Sam’s slow smile gave her no answer.

“Well, Brittany, what do you think of the crew?” Sam stashed his notes into a tan file holder, then turned his attention back to the woman sitting in an old leather chair near the window. He’d had trouble all afternoon keeping his eyes off her. Bless Uncle Felix! He’d kept Sam for hours last night, carefully detailing twenty years of Gordon Winters’s life, and nearly as much of his own. And Sam had smiled and responded, and all the while had slowly, tenderly, made love to Brittany in his mind. Just the sight of her this afternoon had brought it all back, the tightness, the sensations—

“I like them, Sam,” she said. “They’re exhilarating. Ideas flew around here so fast, I felt as if I were in the middle of a Ping-Pong game.”

He picked up his pipe and leaned against the edge of the desk. “Good, I thought you’d approve. They’re great kids—and their differences mesh like a Monet painting.”

“Where did you find them?” She tilted her head to one side and watched the smoke circle slowly above his head.

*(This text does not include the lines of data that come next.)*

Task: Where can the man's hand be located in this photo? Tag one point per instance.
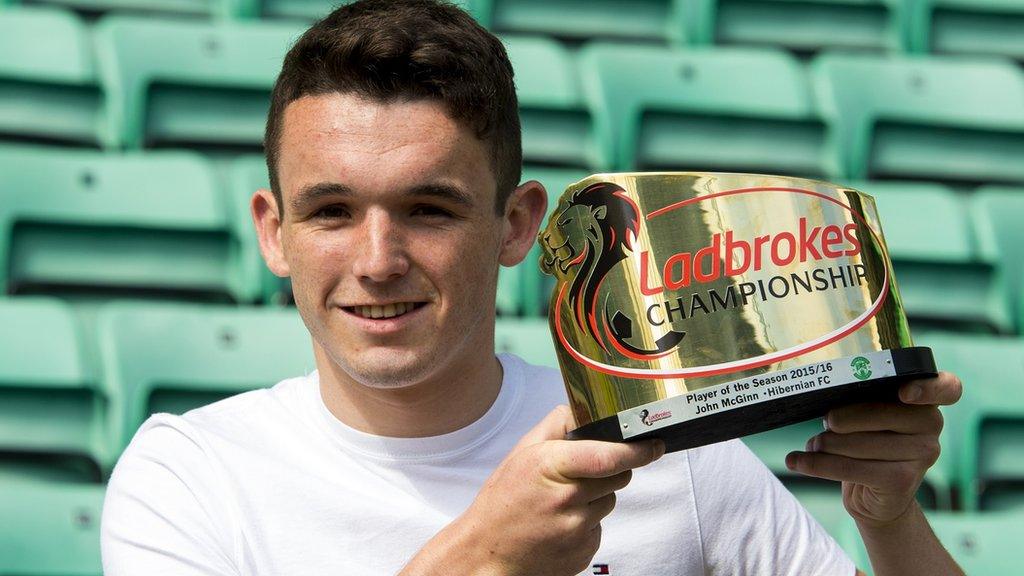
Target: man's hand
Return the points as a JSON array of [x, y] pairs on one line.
[[880, 452], [540, 512]]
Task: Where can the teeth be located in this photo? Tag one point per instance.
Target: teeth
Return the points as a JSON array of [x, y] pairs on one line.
[[388, 311]]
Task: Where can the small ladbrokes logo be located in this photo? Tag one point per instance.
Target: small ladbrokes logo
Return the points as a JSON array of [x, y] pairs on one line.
[[647, 417], [861, 368]]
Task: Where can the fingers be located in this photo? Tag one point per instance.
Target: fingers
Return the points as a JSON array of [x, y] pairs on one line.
[[601, 507], [885, 416], [886, 477], [943, 389], [878, 446], [585, 458]]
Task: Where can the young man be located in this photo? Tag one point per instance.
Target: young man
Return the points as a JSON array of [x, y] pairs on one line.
[[393, 149]]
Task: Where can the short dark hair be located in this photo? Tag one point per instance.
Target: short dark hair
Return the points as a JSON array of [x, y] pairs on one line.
[[393, 50]]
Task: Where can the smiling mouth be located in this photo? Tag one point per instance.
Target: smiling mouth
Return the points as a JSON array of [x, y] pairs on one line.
[[384, 312]]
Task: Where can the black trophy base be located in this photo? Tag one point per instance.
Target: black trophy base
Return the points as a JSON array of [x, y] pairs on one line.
[[909, 363]]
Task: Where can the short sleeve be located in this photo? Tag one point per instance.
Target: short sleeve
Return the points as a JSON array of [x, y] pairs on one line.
[[752, 525], [165, 511]]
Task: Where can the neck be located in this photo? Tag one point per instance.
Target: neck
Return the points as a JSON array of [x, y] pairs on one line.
[[448, 401]]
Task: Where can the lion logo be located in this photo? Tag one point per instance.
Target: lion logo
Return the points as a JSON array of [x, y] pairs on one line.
[[600, 223]]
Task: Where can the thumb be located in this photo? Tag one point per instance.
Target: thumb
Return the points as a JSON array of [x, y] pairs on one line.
[[554, 426]]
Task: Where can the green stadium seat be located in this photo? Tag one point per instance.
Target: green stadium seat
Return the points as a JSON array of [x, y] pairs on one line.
[[189, 83], [50, 529], [925, 118], [142, 223], [983, 544], [987, 424], [976, 27], [524, 290], [92, 8], [823, 498], [528, 338], [803, 26], [48, 81], [172, 358], [557, 128], [247, 174], [657, 21], [54, 413], [944, 279], [707, 110], [997, 213]]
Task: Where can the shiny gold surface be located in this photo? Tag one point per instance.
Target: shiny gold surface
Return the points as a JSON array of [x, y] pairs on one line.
[[656, 296]]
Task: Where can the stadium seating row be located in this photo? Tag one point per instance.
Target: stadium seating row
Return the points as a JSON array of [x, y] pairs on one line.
[[68, 417], [172, 224], [88, 225], [608, 107], [64, 421], [68, 413], [980, 27]]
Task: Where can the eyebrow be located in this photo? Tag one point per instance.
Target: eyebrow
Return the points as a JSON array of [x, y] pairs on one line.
[[312, 193]]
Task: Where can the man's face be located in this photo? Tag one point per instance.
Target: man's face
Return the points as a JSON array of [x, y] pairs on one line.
[[389, 235]]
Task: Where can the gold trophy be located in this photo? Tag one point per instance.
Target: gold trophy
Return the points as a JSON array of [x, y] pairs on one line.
[[701, 306]]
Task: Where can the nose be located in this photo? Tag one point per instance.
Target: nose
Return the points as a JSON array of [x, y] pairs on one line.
[[382, 256]]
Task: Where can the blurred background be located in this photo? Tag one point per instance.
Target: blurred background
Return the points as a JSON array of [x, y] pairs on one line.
[[131, 280]]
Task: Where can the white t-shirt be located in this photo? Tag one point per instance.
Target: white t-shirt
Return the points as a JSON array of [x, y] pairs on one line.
[[269, 482]]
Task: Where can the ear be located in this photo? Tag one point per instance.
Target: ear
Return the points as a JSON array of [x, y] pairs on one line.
[[523, 213], [263, 207]]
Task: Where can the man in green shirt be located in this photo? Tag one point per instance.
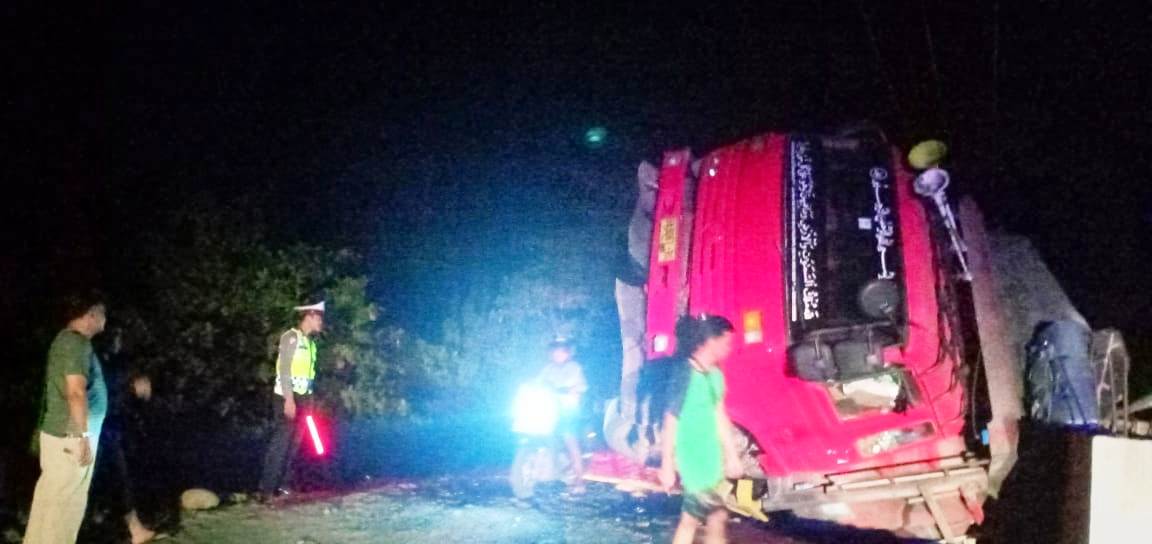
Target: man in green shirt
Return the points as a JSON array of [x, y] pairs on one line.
[[75, 401], [697, 433]]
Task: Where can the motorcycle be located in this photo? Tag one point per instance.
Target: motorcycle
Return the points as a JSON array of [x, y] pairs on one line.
[[540, 455]]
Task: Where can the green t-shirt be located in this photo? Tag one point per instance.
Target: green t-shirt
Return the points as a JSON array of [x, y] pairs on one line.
[[72, 354], [699, 454]]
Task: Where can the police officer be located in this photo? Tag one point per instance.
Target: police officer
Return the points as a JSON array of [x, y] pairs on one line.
[[295, 375]]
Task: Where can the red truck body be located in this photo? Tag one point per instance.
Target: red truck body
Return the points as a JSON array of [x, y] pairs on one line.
[[736, 265], [850, 414]]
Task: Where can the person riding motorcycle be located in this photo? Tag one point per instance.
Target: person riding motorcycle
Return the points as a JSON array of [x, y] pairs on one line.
[[566, 377]]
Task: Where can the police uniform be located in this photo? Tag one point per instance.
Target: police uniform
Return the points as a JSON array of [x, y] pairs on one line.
[[296, 369]]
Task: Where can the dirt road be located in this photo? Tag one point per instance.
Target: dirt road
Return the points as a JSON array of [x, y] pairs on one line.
[[477, 511]]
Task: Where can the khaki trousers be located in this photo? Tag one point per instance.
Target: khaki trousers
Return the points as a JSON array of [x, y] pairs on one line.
[[61, 493]]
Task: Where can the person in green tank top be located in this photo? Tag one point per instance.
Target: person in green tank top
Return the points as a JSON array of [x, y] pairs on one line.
[[696, 438]]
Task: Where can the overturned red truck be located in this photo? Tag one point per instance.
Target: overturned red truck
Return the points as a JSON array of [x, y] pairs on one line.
[[876, 379]]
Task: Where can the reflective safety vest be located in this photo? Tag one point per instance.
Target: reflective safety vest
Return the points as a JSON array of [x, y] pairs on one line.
[[303, 365]]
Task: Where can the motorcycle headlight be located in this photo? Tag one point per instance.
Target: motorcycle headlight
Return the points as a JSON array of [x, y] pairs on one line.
[[535, 410]]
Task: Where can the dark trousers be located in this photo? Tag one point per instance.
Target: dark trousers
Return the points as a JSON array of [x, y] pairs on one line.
[[286, 438], [112, 471]]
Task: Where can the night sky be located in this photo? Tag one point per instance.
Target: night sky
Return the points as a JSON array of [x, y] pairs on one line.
[[328, 118]]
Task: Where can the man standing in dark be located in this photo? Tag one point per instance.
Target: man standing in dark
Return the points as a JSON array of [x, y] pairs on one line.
[[127, 390], [295, 376], [75, 401]]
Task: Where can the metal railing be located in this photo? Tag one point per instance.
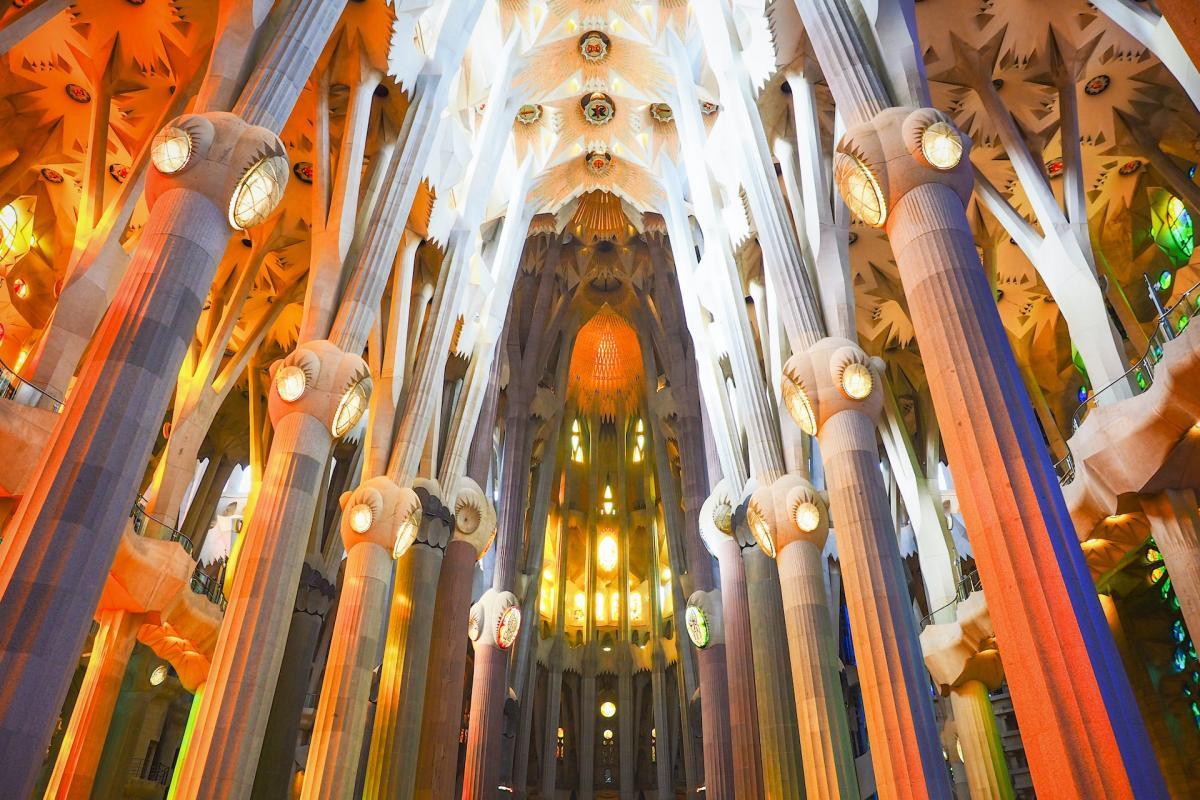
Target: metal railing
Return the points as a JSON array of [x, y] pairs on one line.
[[203, 583], [15, 388], [967, 587], [1139, 377]]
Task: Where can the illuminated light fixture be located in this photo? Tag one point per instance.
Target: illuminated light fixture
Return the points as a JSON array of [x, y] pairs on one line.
[[857, 380], [697, 626], [861, 190], [508, 627], [808, 516], [160, 674], [606, 553], [291, 383], [361, 518], [635, 606], [406, 534], [799, 407], [171, 150], [761, 530], [258, 192], [941, 145], [607, 507], [352, 407]]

“Here and there. I asked around. Jill is fresh out of Harvard. Quick as a whip and has a creative bent that doesn’t stop. She thought she’d go off to New York and find herself, but I corralled her with my charm and taught her about making games. And she’s terrific at it.”

“And Tim?”

“Tim was one of those kids who never fit in anywhere because no one understood the intricacies of his mind. The ideas that kid comes up with are incredible. I know he’ll push Creative Games into whole new directions.” Sam’s face lit up with excitement as he spoke, the pipe moving in rhythm with his words, his eyes flashing. “It’ll be something, you wait and see, Brittany Ellsbeth Winters. And you can say you were here in the early days.” His husky laugh rumbled through the cluttered office.

“I don’t doubt that in the slightest, Sam. In the few short days I’ve known you, I’ve become convinced you can do most anything you put your mind to.”

“Well, maybe that’s a
slight
exaggeration. Just a tad, though, mind you.” He laughed, a comfortable, infectious laugh that easily pulled Brittany into it.

“What kind of plans
do
you have for Creative Games?” she asked.

“Well …” He took a thoughtful draw on his pipe and stared off into space. “What I’d really like to do is make sure it can stand on its own two legs with enough clients to hold it up and support the kids—”

“There you go again. Sam, they’re not kids!”